Stable oil prices, more efficient airplanes, technological advancements, and increasing market demand will be catalysts for Southwest to continue performing well. Even though Southwest trades at a premium to other airlines, its price is still attractive given a LTG forecast of 10.5% and there's few stocks on the market that have performed as reliably as Southwest has.
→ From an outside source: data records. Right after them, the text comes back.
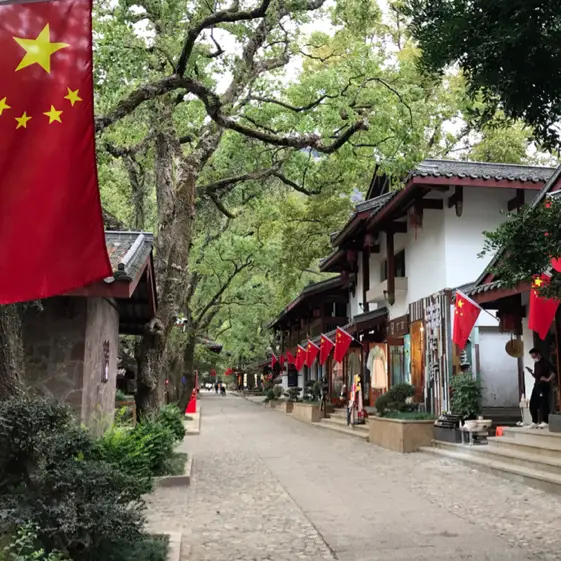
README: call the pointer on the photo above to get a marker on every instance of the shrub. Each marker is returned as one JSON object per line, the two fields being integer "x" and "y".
{"x": 466, "y": 396}
{"x": 395, "y": 399}
{"x": 171, "y": 417}
{"x": 53, "y": 478}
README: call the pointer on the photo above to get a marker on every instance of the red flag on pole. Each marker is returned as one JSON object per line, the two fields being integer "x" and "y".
{"x": 542, "y": 310}
{"x": 51, "y": 223}
{"x": 466, "y": 312}
{"x": 342, "y": 343}
{"x": 300, "y": 358}
{"x": 325, "y": 346}
{"x": 311, "y": 354}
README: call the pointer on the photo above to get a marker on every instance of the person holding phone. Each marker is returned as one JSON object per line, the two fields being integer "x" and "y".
{"x": 539, "y": 401}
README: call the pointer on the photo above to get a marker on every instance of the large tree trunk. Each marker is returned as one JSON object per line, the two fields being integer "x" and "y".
{"x": 11, "y": 350}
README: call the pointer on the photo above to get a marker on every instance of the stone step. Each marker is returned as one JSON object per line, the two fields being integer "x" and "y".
{"x": 542, "y": 451}
{"x": 522, "y": 458}
{"x": 357, "y": 431}
{"x": 534, "y": 437}
{"x": 539, "y": 479}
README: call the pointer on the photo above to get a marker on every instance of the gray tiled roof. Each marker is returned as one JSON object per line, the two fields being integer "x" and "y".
{"x": 482, "y": 170}
{"x": 128, "y": 252}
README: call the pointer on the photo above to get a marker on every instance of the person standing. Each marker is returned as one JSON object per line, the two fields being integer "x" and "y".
{"x": 539, "y": 401}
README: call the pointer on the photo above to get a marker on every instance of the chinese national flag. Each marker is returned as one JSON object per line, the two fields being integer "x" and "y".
{"x": 466, "y": 313}
{"x": 300, "y": 358}
{"x": 325, "y": 346}
{"x": 312, "y": 353}
{"x": 50, "y": 224}
{"x": 542, "y": 310}
{"x": 289, "y": 358}
{"x": 342, "y": 343}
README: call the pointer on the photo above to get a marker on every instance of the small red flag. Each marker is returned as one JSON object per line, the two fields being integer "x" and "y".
{"x": 342, "y": 343}
{"x": 542, "y": 310}
{"x": 300, "y": 358}
{"x": 325, "y": 345}
{"x": 51, "y": 225}
{"x": 311, "y": 354}
{"x": 466, "y": 313}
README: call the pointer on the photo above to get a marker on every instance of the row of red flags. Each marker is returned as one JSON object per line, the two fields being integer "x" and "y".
{"x": 307, "y": 356}
{"x": 541, "y": 311}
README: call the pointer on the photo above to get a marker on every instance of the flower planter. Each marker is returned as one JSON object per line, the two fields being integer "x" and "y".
{"x": 308, "y": 412}
{"x": 398, "y": 435}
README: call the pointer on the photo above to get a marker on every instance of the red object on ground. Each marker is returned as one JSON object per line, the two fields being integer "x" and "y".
{"x": 51, "y": 223}
{"x": 541, "y": 310}
{"x": 192, "y": 405}
{"x": 466, "y": 313}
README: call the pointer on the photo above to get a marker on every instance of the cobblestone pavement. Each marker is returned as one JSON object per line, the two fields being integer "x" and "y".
{"x": 269, "y": 488}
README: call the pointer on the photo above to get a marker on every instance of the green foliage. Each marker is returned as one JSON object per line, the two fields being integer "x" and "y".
{"x": 53, "y": 479}
{"x": 507, "y": 49}
{"x": 526, "y": 241}
{"x": 26, "y": 547}
{"x": 466, "y": 396}
{"x": 170, "y": 416}
{"x": 395, "y": 399}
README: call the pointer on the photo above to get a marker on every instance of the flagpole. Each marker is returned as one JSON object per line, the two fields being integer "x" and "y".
{"x": 476, "y": 304}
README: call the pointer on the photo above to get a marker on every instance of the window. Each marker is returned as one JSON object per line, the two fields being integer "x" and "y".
{"x": 399, "y": 266}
I'd recommend purchasing the stock ahead of the next earnings release given their track record for beating Wall Street expectations so long as there isn't a significant run-up in the price of the stock.
Disclosure: I/we have no positions in any stocks mentioned, and no plans to initiate any positions within the next 72 hours.
I wrote this article myself, and it expresses my own opinions. I am not receiving compensation for it (other than from Seeking Alpha). I have no business relationship with any company whose stock is mentioned in this article.